There are about to be some big changes to the VA pension laws, and it can greatly affect a lot of veterans after these new rules come into effect. The VA recently published their final rules, but although it addressed some of the provisions and inconsistencies that seemed unfair from the 2015 draft, they retained the same purpose for releasing them in the first place.
According to VA officials, these new changes to the pension system are supposed to uphold the pension program’s integrity while incorporating new changes to the statutory law. After the GAO made certain recommendations to the VA, they responded with these rules. These changes talk about topics like income deductions, medical expenses, asset transfers, and net worth.
Net Worth
The new changes impose a restriction on one’s net worth that’s equal to the maximum amount of resources they’re allowed for purposes like Medicaid. As of yet, the net worth at which they will impose a limit is around $123,600. As costs for things like living expenses increase, it automatically results in an increase of Social Security Benefits and the same percentage would apply to the net worth.
Just to be clear, ‘net worth’ is the complete sum of your assets and yearly income. This means that your annual income adds up to your assets to generate a figure; your net worth. Also, as a veteran, your net worth is defined by your assets, as well as your spouse’s assets.
- The VA will calculate your net worth on the date that they receive a pension claim, even if it’s after a period of non-entitlement, or a request to confirm a dependent.
- Veterans are entitled to a pension on the day that their net worth no longer exceeds the limit. They should submit a proper statement that confirms the decrease and the VA should have received the correct statement within a year.
- On the other hand, when your net worth increases and you’re no longer entitled to certain benefits, the reduction will be effective on the last day of the same year. If your net worth manages to decrease below the limit before the year ends, your benefits won’t be discontinued because of an excess of your net worth.
- In the new rules, your assets are defined as the fair market value for all the property that you own, which is personal assets and real estate. Your primary residence is an exclusion to the assets definition and if you sell it, the proceeds don’t count as assets if you use it to buy a new home within the same year. It also excludes personal items like family cars and appliances, from the overall asset value.

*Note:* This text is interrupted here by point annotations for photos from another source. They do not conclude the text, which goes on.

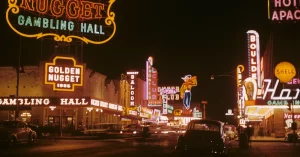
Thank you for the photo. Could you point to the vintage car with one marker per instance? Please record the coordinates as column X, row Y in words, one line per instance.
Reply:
column 15, row 132
column 205, row 137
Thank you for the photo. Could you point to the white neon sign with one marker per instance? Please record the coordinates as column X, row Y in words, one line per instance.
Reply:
column 254, row 56
column 132, row 87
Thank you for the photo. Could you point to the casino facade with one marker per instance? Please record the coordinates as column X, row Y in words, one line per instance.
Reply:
column 65, row 92
column 266, row 102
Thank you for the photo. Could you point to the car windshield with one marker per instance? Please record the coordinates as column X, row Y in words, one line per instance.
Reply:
column 8, row 124
column 204, row 127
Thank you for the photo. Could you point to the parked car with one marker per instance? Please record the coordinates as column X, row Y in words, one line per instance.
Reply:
column 15, row 132
column 205, row 137
column 136, row 130
column 104, row 130
column 289, row 135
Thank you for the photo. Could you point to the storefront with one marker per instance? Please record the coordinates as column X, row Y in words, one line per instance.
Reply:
column 271, row 113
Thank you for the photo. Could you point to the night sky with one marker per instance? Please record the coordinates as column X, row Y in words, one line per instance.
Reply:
column 197, row 37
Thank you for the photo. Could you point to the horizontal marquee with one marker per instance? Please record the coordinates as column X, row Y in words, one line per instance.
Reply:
column 56, row 101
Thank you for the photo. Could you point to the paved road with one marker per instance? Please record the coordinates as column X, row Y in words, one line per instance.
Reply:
column 154, row 147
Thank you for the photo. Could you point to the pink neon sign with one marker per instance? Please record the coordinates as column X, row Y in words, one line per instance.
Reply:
column 284, row 10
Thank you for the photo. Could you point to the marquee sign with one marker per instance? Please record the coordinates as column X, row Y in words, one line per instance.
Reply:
column 132, row 83
column 64, row 20
column 44, row 101
column 284, row 10
column 64, row 74
column 172, row 92
column 254, row 56
column 151, row 84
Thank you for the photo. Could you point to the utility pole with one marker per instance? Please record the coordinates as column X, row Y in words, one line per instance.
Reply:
column 18, row 82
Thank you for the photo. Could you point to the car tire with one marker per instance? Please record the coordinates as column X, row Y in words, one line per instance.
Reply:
column 12, row 142
column 32, row 140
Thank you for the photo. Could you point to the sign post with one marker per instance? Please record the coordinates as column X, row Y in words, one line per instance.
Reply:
column 204, row 108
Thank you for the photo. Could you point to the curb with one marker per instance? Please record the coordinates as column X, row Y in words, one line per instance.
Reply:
column 81, row 138
column 266, row 141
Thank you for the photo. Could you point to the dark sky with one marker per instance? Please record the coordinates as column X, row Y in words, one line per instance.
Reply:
column 197, row 37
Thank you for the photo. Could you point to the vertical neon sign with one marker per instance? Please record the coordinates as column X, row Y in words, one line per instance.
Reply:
column 149, row 64
column 151, row 84
column 254, row 56
column 132, row 82
column 239, row 70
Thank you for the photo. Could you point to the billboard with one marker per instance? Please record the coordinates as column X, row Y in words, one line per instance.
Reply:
column 90, row 21
column 132, row 83
column 283, row 10
column 63, row 73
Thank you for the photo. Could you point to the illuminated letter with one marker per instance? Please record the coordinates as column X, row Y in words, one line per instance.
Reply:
column 86, row 10
column 21, row 20
column 57, row 8
column 98, row 7
column 69, row 6
column 42, row 6
column 27, row 4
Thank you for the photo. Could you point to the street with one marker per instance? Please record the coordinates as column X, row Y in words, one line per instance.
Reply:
column 135, row 147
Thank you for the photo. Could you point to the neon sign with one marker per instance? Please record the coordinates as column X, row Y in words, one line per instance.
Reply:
column 294, row 81
column 132, row 87
column 151, row 84
column 290, row 116
column 254, row 56
column 285, row 94
column 250, row 89
column 63, row 74
column 283, row 10
column 185, row 89
column 285, row 72
column 38, row 101
column 172, row 92
column 56, row 18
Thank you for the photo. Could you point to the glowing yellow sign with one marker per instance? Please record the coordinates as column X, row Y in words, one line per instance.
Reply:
column 64, row 74
column 177, row 112
column 285, row 72
column 53, row 18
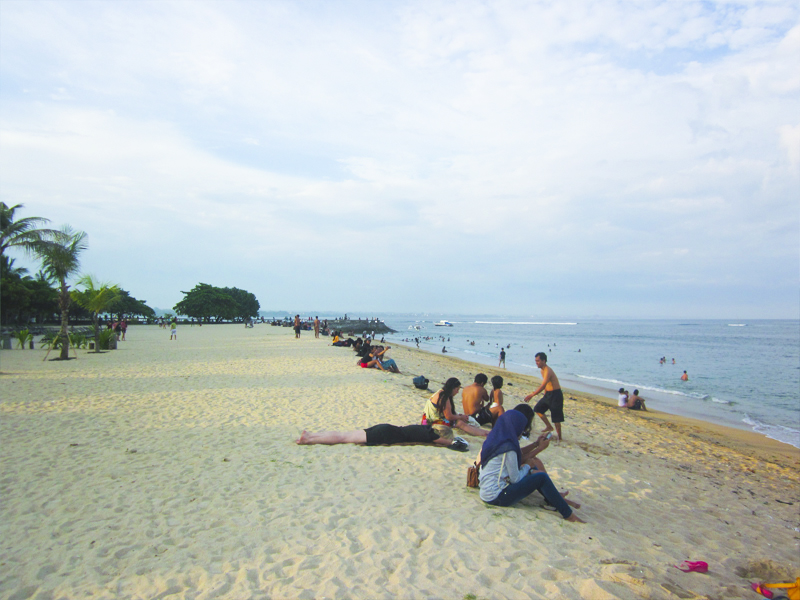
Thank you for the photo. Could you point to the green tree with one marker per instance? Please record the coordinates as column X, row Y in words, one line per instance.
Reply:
column 207, row 302
column 97, row 297
column 127, row 304
column 246, row 303
column 22, row 233
column 59, row 256
column 25, row 298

Asset Transfers and periods for Penalty
After the date that the new rules come into effect, only transferred assets that you’ve covered will go through a penalty period. These assets are those which were part of your net worth but you transferred them for a value that’s less than that on the fair market; had you not transferred the asset, it would have resulted in an increase to your net worth that would exceed the limit. However, the entire worth of the asset won’t be subject to a penalty, only the amount that makes a difference between your net worth prior to transferring it, and the limit.
For clarification, the VA describes a fair market value as the cost a seller would willingly sell for, and a buyer would willingly pay. Although it’s fairly subjective, they plan on using updated information to determine what the fair market value is.
A transfer of an asset for a value that’s less than that on the fair market isn’t just an exchange or sale for a lower price; it also includes purchases that aren’t in your best financial interest but merely so you can qualify for the pension program.
- There will be a lookback period for your transfers, which is 36 months that precede the date on which the VA receives a pension claim, whether original or after a period of being non-entitled. However, the rules don’t include asset transfers made before October 18, 2018.
- The VA will look through the terms of asset transfers during the lookback period to check whether the sale or exchange included the transfer of a covered This means that you’ll be required to submit a transcript for a tax return, or the terms for a deed, trust or gift.